A few weeks ago, I was talking with my brother about a needs assessment survey his company is doing. The company wanted to ensure that vulnerable and at-risk populations were accurately represented in the results of this needs assessment survey. However, there was some disagreement over what groups of people were considered vulnerable or at-risk. He felt that LGBTQ individuals should be considered vulnerable or at-risk. I thought he made an interesting point, so I wanted to see how vulnerable and at-risk populations are typically defined, and if they represent the same or different groups. I chose to look at these definitions through the lens of health.
The World Health Organization defines vulnerable as “… the degree to which a population, individual or organization is unable to anticipate, cope with, resist and recover from the impacts of disasters.” Under this definition, WHO considers the following groups to be vulnerable: children, pregnant women, elderly people, malnourished people, and people who are ill or immunocompromised.
While that provides a great starting point for a definition, I also wanted to find one that is a bit more US-centric, just to cover my bases. The Centers for Disease Control and Prevention (CDC) states that vulnerable populations may include anyone who has difficulty communicating, has difficulty accessing medical care, may need help maintaining independence, requires constant supervision, or may need help accessing transportation.
Cutting across both the WHO definition and the CDC’s outline for vulnerable populations, I found a great, if possibly outdated, article from the American Journal of Managed Care that separates vulnerable populations into three health domains: physical, psychological, and social.
“The health domains of vulnerable populations can be divided into 3 categories: physical, psychological, and social. Those with physical needs include high-risk mothers and infants, the chronically ill and disabled, and persons living with HIV/acquired immunodeficiency syndrome. Chronic medical conditions include respiratory diseases, diabetes, hypertension, dyslipidemia, and heart disease.
In the psychological domain, vulnerable populations include those with chronic mental conditions, such as schizophrenia, bipolar disorder, major depression, and attention-deficit/hyperactivity disorder, as well as those with a history of alcohol and/or substance abuse and those who are suicidal or prone to homelessness.

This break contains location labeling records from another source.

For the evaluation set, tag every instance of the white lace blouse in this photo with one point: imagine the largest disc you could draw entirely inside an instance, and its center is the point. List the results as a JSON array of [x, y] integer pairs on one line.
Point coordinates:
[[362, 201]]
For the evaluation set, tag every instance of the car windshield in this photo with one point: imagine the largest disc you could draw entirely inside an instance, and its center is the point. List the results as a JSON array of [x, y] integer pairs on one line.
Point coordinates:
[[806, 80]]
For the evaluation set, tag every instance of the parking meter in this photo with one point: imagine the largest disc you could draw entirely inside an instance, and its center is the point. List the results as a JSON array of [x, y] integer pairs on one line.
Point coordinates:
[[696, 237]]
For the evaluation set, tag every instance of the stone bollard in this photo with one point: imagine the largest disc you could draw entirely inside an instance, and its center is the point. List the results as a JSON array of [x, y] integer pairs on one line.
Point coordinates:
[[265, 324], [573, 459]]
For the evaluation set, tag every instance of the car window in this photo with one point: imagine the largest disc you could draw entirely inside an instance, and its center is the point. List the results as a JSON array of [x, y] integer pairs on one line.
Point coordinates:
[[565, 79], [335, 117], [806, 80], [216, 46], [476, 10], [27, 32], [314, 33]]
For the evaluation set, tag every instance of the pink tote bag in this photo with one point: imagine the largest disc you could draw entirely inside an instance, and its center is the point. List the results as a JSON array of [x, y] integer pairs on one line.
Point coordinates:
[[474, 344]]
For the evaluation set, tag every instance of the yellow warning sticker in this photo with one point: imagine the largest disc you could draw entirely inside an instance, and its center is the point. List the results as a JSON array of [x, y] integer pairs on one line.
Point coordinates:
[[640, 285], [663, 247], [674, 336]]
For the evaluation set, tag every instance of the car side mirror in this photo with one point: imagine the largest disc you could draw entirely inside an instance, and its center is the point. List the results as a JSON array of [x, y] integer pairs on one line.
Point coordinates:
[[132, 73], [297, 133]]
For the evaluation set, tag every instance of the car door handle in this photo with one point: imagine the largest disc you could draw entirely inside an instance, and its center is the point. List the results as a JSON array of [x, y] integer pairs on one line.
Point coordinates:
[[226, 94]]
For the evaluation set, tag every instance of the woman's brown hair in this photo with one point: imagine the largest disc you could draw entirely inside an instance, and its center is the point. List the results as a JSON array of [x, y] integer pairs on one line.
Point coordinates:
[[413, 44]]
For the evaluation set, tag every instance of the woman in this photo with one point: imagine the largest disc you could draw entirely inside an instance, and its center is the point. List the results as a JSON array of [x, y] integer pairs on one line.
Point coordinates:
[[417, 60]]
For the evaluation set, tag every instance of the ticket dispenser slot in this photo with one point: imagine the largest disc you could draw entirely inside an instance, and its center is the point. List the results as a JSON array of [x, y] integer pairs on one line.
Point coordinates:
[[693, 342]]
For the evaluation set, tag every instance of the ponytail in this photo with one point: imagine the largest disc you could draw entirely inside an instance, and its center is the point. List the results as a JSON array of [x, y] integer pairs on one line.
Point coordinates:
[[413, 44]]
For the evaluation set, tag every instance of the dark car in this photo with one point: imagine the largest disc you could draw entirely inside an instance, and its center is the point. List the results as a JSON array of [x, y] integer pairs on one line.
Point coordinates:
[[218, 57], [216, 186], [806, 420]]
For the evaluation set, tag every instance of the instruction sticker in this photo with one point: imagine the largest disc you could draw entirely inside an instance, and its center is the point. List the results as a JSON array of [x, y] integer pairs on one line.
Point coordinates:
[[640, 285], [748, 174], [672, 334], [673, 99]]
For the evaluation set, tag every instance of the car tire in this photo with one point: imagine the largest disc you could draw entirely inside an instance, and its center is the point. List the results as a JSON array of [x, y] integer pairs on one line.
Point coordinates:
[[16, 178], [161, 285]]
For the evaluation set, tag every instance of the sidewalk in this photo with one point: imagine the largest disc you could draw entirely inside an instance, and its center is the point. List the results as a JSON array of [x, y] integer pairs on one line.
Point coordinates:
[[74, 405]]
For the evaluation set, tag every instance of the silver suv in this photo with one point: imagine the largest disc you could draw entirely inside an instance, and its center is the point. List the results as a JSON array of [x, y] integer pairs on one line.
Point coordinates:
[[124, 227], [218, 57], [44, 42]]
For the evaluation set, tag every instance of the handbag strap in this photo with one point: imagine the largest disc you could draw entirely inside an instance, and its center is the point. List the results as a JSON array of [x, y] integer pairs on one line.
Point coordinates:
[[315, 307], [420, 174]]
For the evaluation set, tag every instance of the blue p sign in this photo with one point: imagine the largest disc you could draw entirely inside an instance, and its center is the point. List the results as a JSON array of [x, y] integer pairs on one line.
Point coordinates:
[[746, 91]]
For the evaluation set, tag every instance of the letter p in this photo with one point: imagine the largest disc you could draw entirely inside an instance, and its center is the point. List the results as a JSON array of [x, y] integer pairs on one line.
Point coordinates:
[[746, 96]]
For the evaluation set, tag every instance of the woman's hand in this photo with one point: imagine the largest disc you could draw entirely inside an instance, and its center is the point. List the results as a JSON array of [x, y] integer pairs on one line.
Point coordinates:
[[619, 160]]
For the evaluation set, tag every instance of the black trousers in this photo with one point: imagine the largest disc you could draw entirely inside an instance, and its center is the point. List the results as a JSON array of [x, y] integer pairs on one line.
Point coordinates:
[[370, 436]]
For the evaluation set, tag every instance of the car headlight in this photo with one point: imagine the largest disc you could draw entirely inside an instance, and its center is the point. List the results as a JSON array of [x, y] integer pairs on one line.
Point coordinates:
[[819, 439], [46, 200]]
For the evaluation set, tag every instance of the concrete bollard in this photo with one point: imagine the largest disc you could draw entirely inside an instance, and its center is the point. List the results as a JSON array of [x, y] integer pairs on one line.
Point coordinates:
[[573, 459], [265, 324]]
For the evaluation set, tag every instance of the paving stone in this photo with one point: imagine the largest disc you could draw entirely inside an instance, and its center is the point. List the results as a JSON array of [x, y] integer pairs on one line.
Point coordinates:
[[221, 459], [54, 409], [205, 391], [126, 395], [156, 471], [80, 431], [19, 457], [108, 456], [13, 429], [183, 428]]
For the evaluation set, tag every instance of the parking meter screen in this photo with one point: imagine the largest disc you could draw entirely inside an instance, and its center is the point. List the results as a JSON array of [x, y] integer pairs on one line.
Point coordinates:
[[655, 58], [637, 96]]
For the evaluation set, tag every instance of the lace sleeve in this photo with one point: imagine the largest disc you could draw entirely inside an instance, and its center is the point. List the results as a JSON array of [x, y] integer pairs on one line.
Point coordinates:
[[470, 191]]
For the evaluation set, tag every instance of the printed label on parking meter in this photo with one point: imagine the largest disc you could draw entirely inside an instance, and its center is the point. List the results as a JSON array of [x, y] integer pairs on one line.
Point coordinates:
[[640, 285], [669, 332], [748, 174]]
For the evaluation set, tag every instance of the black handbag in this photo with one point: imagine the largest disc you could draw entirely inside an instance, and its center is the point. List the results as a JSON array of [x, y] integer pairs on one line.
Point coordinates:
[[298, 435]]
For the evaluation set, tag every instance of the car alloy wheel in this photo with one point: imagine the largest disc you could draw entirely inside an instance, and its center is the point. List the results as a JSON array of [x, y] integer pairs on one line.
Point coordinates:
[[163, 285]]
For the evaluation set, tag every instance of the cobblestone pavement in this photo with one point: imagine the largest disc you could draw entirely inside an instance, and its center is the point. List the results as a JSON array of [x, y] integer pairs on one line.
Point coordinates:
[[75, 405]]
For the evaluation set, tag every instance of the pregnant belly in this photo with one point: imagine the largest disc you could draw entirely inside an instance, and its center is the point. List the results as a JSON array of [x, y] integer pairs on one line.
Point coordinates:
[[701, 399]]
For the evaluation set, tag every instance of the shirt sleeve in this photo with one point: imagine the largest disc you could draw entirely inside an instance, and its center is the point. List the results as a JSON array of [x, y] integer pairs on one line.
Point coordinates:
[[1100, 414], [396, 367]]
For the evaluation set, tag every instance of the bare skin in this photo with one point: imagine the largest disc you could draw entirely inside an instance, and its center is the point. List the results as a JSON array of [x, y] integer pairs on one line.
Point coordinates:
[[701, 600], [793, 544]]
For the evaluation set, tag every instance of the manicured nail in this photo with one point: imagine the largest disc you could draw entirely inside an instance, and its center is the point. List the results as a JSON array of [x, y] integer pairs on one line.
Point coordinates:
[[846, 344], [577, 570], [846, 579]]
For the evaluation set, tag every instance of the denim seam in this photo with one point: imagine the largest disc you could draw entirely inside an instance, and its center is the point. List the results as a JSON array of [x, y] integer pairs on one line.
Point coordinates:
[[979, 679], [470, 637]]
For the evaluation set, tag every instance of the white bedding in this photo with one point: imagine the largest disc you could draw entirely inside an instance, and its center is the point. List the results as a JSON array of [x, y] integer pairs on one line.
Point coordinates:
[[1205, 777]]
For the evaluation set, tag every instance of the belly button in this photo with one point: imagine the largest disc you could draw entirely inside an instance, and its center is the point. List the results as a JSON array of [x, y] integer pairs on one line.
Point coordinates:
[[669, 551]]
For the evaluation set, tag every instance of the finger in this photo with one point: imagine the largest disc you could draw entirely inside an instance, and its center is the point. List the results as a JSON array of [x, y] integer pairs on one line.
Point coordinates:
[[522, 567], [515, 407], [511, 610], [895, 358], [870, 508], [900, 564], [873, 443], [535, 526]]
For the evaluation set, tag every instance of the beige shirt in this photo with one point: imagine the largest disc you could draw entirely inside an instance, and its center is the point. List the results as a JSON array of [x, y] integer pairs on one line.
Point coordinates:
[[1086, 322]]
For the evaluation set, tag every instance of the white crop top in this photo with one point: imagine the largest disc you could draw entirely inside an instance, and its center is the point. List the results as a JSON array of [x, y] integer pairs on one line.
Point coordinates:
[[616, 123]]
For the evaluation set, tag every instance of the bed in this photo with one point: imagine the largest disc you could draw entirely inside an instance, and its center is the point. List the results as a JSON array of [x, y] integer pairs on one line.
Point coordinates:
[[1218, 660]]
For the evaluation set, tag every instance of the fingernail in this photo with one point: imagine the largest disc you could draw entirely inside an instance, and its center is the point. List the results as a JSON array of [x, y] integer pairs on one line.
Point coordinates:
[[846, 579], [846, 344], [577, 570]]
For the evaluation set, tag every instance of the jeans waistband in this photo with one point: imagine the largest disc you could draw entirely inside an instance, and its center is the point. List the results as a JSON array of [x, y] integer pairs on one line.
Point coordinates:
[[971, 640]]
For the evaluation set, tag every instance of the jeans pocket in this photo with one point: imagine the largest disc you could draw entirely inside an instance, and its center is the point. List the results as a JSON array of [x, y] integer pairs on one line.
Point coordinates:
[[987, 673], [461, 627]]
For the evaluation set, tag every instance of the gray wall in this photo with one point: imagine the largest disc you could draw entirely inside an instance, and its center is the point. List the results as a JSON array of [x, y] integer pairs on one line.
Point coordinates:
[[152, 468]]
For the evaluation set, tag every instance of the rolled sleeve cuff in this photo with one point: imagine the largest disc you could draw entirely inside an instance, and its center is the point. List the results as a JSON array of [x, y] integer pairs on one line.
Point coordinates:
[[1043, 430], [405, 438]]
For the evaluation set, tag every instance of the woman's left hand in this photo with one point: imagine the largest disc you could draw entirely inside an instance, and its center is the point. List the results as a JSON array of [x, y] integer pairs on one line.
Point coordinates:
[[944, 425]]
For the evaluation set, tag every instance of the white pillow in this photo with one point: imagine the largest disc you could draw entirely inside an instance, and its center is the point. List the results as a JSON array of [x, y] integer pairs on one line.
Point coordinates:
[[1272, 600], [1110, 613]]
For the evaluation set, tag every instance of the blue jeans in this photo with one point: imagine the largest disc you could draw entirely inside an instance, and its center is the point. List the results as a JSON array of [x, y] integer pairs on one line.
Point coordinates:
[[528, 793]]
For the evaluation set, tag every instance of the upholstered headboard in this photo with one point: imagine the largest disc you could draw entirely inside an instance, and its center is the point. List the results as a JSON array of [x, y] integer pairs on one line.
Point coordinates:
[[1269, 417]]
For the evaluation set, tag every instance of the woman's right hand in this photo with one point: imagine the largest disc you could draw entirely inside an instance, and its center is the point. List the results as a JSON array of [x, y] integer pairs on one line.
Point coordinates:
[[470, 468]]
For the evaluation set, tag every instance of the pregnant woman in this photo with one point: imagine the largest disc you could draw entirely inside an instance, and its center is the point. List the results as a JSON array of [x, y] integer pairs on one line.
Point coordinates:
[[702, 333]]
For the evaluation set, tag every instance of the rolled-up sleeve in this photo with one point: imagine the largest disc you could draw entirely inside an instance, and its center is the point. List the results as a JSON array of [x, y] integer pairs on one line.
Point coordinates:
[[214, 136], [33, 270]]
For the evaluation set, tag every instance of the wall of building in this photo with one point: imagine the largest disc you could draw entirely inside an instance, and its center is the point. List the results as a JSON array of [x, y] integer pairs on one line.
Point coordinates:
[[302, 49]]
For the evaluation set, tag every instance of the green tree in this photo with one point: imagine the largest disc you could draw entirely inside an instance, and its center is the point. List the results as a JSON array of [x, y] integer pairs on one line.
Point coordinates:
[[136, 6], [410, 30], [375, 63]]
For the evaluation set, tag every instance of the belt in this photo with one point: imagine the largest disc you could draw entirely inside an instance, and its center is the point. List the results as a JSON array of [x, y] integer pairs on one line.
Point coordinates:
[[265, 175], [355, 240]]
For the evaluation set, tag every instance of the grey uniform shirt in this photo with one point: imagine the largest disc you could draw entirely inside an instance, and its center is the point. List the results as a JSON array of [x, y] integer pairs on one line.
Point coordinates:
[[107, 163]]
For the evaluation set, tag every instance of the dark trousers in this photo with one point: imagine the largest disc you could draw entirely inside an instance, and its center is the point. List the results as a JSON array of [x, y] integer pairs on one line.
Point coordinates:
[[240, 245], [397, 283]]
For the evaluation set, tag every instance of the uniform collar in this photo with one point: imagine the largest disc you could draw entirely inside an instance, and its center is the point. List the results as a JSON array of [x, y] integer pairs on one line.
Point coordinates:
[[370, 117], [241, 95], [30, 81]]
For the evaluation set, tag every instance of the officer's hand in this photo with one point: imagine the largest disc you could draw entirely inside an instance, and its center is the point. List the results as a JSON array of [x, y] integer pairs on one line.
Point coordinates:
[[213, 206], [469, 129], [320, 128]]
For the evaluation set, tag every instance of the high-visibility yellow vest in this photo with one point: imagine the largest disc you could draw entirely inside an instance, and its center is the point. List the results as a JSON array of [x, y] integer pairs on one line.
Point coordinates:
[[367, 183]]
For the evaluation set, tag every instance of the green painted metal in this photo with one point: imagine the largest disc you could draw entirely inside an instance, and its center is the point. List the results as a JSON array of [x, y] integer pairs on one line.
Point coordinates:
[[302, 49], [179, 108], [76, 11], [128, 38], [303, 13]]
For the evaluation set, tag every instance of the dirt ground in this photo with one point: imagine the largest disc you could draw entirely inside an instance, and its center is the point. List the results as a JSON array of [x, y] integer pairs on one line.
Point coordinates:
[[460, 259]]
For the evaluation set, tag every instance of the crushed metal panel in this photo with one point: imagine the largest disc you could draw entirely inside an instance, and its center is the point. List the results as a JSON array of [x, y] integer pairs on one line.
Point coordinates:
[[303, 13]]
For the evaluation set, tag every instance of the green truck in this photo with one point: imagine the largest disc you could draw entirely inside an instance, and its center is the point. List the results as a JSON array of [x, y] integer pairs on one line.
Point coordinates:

In the social realm, vulnerable populations include those living in abusive families, the homeless, immigrants, and refugees.”
As far as I can tell, the difference between vulnerable populations and at-risk populations is blurry. For example, the US Department of Health and Human Service’s At-Risk, Behavioral Health, and Community Resilience Division provides a definition of at-risk that is very similar to WHO’s definition of vulnerable. They state that at-risk individuals “…are people with access and functional needs that may interfere with their ability to access or receive medical care before, during, or after a disaster or emergency.” Further, they define at-risk individuals as children, older adults, pregnant women, and individuals who may need additional response assistance.
Healthy People 2020 focuses on social determinants of health as a way of identifying people at risk of poorer health outcomes. They group these determinants into five categories: economic stability, education, social and community context, health and health care, and neighborhood and built environment. Anyone facing a more challenging environment may be considered more at risk than another population, but this too requires judgment.
A final way to identify a vulnerable or at-risk group is to consider whether there are disparities in the outcome domain, such as health. SAMHSA’s (Substance Abuse and Mental Health Services Administration) definition of a health disparity is “[A] particular type of health difference that is closely linked with social, economic, and/or environmental disadvantage. Health disparities adversely affect groups of people who have systematically experienced greater obstacles to health based on their racial or ethnic group; religion; socioeconomic status; gender; age; mental health; cognitive, sensory, or physical disability; sexual orientation or gender identity; geographic location; or other characteristics historically linked to discrimination or exclusion.”
Overall, there is a significant gray area when trying to identify a vulnerable population or an at-risk population. For the purpose of a needs assessment, it is up to the organization conducting the assessment to determine if they also want to consider groups that experience disparities. Ultimately, I would argue that it depends on the goals outlined for the needs assessment itself. Additionally, one should consider the community in which the needs assessment is taking place, as different populations may find themselves to fall under the vulnerable, at-risk or even disparities definitions in different communities.